City helps hospital enroll in discount Rx program

Dr. Doug Ross, president of CHI St. Vincent Hot Springs. - File photo by Richard Rasmussen of The Sentinel-Record
Dr. Doug Ross, president of CHI St. Vincent Hot Springs. - File photo by Richard Rasmussen of The Sentinel-Record

CHI St. Vincent Hot Springs committed to continued care of the uninsured and indigent earlier this week, a pledge required for its enrollment in a federal drug discount program.

A resolution the Hot Springs Board of Directors adopted memorialized the commitment. The item was added to the agenda at the start of the board's Tuesday night business meeting. An email the hospital sent the city Jan. 3 requested the addition.

The pledge to the city is a requirement for enrollment in the U.S. Department of Health and Human Service's 340B Program, according to the resolution. The program requires drug manufacturers participating in Medicaid to provide outpatient prescription drugs to participating hospitals at reduced prices. Eligibility is conditioned on serving low-income populations.

The qualifying proportion of low-income patients relative to a health care facility's total intake is 11.75%, according to the Health Resources & Services Administration.

"This past year we had over $13 million in uncompensated care, up from $10 million the year before," Dr.
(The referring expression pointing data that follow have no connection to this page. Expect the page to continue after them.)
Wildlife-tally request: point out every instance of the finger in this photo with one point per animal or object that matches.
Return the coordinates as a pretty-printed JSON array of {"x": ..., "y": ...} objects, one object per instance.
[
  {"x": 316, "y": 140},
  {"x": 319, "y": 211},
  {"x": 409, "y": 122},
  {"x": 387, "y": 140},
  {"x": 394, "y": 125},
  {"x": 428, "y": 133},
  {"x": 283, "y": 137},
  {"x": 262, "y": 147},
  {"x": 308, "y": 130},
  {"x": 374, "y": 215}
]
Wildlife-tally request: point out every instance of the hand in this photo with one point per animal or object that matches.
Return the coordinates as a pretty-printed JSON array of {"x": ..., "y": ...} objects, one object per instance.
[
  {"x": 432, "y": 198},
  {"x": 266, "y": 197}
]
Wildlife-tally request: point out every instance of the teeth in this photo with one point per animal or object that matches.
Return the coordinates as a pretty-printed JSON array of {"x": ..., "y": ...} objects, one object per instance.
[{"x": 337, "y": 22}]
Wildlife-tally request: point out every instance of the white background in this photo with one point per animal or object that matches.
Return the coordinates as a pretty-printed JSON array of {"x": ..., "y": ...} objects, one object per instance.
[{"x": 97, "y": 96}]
Doug Ross, the hospital's president and chief medical officer, told the board. "This fiscal year I can tell you we are at an even higher pace. These types of programs are very beneficial for helping us continue to care for these patients as we are called to do as part of our ministry. Certainly, this program does not offset all of that cost, but certainly, every little bit helps."

Ross said the share of indigent and uninsured patients the hospital treated in previous years wasn't comfortably above the threshold to warrant applying for the program, which started in the 1990s.

"There's quite a bit of work that needs to be done for this program," he said. "You have to meet that threshold every year. We were so close to that threshold. We didn't want to fall back and have done all that work for nothing. We are now seeing a trend that we're consistently above that threshold."

Legislation filed in the U.S. House and Senate seeks to suspend accepting new participants into the program for two years and requiring current ones to provide information that includes the number of patients receiving discounted drugs and the cost of providing the drugs.

The two bills, introduced by Sen. Bill Cassidy, R-La., and Rep. Larry Bucshon, R-Ind., would impose a two-year moratorium on enrolling new hospitals, giving regulators time to rewrite eligibility rules. The lawmakers, both of whom are physicians, have said protections are needed to ensure discounts are being used to help disadvantaged patients and not to increase the profitability of providers' drug administration programs.